Louis Horst ~ Dance Observer
As I Remember
(11:45 minutes)
3 solos
These three solos were reconstructed from Anna Sokolow's extraordinary repertory when she was a solo performer in the 1930's and 1940's.
"The soloist doesn't move from her spot...her formal salutations define a dancer zone, her tightly coiling maneuvers wind the bull around her."
Deborah Jowitt ~ Village Voice
"...a wistful, lyrical excursion into jazz, at once subtle and exuberant, pure dance with no reason for being other than its rhythm and beauty of motion."

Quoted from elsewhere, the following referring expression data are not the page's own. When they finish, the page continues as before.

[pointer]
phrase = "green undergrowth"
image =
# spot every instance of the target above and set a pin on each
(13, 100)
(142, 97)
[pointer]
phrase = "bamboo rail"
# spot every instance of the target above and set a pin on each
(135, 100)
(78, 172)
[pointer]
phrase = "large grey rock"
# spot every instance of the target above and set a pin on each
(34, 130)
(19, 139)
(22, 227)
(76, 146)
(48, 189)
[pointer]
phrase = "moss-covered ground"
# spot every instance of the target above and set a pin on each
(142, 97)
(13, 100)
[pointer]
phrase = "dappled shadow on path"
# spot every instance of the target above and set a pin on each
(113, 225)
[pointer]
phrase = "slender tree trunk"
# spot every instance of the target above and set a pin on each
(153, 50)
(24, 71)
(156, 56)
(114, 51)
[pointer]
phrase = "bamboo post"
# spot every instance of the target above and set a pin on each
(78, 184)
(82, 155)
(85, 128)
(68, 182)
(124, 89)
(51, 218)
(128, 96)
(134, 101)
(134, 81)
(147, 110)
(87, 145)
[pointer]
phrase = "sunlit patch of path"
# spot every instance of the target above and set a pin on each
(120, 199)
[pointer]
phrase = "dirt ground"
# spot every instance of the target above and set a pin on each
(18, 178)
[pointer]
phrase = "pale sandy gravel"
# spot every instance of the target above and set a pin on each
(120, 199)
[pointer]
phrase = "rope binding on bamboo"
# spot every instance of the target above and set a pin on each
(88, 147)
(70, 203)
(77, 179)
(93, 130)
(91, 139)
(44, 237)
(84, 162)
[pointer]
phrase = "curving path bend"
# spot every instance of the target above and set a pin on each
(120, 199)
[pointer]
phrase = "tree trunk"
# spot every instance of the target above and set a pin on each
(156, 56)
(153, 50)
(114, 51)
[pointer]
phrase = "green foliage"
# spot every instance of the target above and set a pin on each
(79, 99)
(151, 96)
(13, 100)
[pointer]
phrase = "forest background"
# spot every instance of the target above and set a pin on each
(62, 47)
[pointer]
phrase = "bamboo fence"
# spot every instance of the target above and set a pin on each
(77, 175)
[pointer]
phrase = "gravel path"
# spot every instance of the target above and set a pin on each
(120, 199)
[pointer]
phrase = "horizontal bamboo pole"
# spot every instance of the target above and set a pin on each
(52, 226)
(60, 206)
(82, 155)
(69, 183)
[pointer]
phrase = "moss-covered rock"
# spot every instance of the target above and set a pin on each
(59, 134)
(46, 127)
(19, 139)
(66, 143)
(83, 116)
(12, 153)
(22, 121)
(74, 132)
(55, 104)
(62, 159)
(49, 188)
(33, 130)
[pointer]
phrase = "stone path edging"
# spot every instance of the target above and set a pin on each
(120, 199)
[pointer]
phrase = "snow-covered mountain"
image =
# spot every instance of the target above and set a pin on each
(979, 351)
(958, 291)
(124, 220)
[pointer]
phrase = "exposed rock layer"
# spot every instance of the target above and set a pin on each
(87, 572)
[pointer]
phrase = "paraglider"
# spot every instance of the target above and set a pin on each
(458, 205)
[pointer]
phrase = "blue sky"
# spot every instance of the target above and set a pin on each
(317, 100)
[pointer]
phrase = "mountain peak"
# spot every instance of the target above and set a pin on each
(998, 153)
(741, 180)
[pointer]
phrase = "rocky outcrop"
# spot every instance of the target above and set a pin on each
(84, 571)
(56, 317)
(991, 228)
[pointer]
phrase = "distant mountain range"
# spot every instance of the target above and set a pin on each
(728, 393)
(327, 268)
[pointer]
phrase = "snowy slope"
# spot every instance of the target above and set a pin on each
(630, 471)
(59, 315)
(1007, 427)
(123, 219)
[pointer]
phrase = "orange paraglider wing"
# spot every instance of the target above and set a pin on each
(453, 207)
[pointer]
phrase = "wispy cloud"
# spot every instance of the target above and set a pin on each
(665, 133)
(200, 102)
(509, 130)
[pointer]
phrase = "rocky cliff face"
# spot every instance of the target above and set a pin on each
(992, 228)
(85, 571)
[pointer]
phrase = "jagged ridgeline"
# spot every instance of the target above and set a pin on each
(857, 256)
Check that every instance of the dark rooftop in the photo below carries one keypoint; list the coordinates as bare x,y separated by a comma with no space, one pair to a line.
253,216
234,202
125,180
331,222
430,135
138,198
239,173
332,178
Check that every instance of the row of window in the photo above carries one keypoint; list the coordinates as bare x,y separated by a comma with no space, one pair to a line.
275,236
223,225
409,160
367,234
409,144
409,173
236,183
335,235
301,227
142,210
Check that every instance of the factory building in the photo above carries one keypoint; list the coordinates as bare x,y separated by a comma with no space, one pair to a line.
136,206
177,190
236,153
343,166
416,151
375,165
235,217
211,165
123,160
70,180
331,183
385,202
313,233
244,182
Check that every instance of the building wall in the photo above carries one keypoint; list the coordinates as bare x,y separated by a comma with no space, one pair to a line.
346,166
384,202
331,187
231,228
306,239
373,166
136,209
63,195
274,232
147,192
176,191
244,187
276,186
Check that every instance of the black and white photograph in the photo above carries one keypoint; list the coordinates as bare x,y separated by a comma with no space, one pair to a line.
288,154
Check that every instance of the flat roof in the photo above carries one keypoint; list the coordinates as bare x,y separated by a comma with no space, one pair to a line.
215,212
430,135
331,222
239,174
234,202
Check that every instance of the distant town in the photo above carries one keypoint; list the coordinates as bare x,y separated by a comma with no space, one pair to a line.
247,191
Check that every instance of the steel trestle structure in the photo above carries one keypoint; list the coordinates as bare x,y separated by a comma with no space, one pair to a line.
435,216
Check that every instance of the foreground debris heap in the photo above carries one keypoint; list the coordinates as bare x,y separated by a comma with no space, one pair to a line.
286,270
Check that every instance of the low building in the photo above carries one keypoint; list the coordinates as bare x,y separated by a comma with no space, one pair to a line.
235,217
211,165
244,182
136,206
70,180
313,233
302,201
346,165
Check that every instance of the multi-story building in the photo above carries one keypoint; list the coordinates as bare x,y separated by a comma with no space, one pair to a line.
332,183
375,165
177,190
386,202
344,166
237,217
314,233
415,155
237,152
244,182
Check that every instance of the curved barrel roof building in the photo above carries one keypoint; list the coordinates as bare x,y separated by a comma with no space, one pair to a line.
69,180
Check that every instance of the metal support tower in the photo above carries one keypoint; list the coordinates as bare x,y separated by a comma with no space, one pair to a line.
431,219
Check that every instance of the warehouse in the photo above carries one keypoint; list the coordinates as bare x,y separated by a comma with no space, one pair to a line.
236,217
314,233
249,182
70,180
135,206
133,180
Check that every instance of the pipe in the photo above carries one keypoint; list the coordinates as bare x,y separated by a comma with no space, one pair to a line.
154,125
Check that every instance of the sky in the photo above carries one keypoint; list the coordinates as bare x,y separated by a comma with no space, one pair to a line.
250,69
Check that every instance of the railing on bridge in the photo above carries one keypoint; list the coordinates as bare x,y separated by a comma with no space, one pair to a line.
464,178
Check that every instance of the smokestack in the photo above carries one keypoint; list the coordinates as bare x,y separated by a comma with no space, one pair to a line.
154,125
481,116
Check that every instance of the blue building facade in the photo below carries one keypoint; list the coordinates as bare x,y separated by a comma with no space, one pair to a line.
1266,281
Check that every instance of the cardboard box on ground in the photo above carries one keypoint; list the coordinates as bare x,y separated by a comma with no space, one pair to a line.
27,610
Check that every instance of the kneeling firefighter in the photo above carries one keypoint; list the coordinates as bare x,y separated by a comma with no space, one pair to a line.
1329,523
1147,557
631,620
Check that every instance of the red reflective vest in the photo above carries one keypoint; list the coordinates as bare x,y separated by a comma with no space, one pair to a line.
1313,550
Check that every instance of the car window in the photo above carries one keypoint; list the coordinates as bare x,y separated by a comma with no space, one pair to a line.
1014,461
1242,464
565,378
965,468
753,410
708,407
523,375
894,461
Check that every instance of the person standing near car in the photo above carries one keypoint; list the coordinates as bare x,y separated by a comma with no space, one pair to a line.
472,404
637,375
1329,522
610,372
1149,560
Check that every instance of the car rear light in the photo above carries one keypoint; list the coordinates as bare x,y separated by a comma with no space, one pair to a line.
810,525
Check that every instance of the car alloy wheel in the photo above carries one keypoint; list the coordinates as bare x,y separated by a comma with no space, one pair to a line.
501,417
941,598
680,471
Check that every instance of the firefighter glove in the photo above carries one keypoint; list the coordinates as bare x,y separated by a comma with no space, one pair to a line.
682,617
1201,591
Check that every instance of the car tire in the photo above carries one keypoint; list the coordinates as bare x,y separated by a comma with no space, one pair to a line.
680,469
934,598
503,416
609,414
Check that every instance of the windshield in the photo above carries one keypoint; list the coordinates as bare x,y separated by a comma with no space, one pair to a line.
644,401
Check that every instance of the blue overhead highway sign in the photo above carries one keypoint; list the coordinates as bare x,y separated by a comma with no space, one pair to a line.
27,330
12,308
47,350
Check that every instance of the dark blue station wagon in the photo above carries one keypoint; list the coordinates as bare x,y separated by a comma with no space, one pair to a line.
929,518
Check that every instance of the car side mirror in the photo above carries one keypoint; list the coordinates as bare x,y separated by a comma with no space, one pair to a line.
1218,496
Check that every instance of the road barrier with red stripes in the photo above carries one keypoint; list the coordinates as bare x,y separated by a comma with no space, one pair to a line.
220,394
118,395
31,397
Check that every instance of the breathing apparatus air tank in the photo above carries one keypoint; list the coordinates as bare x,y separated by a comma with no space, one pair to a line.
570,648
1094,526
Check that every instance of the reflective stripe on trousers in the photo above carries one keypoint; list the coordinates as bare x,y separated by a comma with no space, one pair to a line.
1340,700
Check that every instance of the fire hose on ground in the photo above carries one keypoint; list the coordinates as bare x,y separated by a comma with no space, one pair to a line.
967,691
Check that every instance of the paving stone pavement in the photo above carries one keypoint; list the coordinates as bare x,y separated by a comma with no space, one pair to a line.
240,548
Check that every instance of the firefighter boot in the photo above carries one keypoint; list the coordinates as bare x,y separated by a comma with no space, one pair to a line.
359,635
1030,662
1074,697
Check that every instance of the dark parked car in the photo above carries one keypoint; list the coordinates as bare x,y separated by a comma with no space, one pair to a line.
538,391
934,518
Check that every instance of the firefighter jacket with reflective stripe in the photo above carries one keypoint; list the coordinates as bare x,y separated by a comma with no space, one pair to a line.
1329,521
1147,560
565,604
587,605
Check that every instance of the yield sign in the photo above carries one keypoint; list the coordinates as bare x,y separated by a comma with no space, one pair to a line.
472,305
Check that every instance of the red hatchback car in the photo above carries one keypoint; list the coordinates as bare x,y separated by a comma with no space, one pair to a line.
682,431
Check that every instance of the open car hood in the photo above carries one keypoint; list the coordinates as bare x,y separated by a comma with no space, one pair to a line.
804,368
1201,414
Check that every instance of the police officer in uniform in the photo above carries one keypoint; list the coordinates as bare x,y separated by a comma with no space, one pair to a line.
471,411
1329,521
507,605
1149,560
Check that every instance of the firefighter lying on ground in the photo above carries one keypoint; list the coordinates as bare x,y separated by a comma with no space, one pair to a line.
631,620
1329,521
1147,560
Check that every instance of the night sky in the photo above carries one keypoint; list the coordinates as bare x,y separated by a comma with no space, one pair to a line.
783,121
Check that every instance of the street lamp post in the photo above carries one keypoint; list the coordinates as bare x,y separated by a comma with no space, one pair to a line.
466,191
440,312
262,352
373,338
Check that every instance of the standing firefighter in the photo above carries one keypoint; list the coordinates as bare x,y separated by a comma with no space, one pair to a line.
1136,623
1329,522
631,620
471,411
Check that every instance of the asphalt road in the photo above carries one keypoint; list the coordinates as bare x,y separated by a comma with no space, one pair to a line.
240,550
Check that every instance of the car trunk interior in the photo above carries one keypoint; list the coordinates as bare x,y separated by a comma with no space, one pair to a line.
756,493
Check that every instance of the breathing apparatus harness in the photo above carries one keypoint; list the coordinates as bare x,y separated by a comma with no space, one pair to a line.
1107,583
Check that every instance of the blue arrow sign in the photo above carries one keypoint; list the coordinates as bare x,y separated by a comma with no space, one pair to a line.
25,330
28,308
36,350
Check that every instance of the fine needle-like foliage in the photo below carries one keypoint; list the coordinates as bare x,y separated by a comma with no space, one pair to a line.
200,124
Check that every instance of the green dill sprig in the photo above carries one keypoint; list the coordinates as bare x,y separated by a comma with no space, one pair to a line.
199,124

Larry Warren ~ The Rebellious Spirit
"Ms. Sokolow's gift for summing up loss and loneliness is captured in Kaddish with a searing simplicity and intensity."Jennifer Dunning ~ New York Times
Dreams
1961
(40 minutes)
8 to large group piece, 1 child
"Almost 50 years after its debut, Anna Sokolow's Dreams looks as fresh as ever. Sokolow's choreography strikes just the right note: she manages to capture the terror and the magnitude of that event without veering into the melodramatic. For much of the dance, the stage is dark save for a single square of light, making the dancers constantly appear confined. The music intentionally skips on and off, abruptly leaving them to push through uncomfortable silence. The piece closes with the dancers huddling close together and dropping slowly to their knees. In unison, they let out a quiet, chilling whimper."
Sarah Halzack ~ Washinton Post (May 10, 2009)
"Sokolow's vision is of the collective social experience and the power of this
experience over the fragile human body. Sokolow's trademark is to distill movement and emotion, paring it down to something so simple that it takes on timeless resonance. These images present human beings misshapen by experience. They emerge from history as flesh and blood, eerily unnamed and without the personal stories which can serve to distance their lives from our own."Alice Naude ~ Manhattan Spirit
Rooms
1955
(55 minutes)
6 to 12 dancers
Music: Kenyon Hopkins
"Rooms is a powerful, deeply penetrating exploration of man's aloneness....Ms. Sokolow has given her subjects stunning theatrical treatment through movements which are striking as pure dance action but also revelatory of the individual dreams of each of the participants. Indeed, she makes you care about her characters to the degree that their problems replace your own. And what more effective magic can a choreographer work?"
Walter Terry ~ Herald Times
Steps of Silence
1968
(20 minutes)
large group piece
Music: Anatol Vieru
"Steps of Silence carries to a searing extreme with its distorted bodies. Yet the finish to this concentration camp scene is theatrical and true. Newspapers blow in from the wings and cover the bodies on the floor, history's human debris."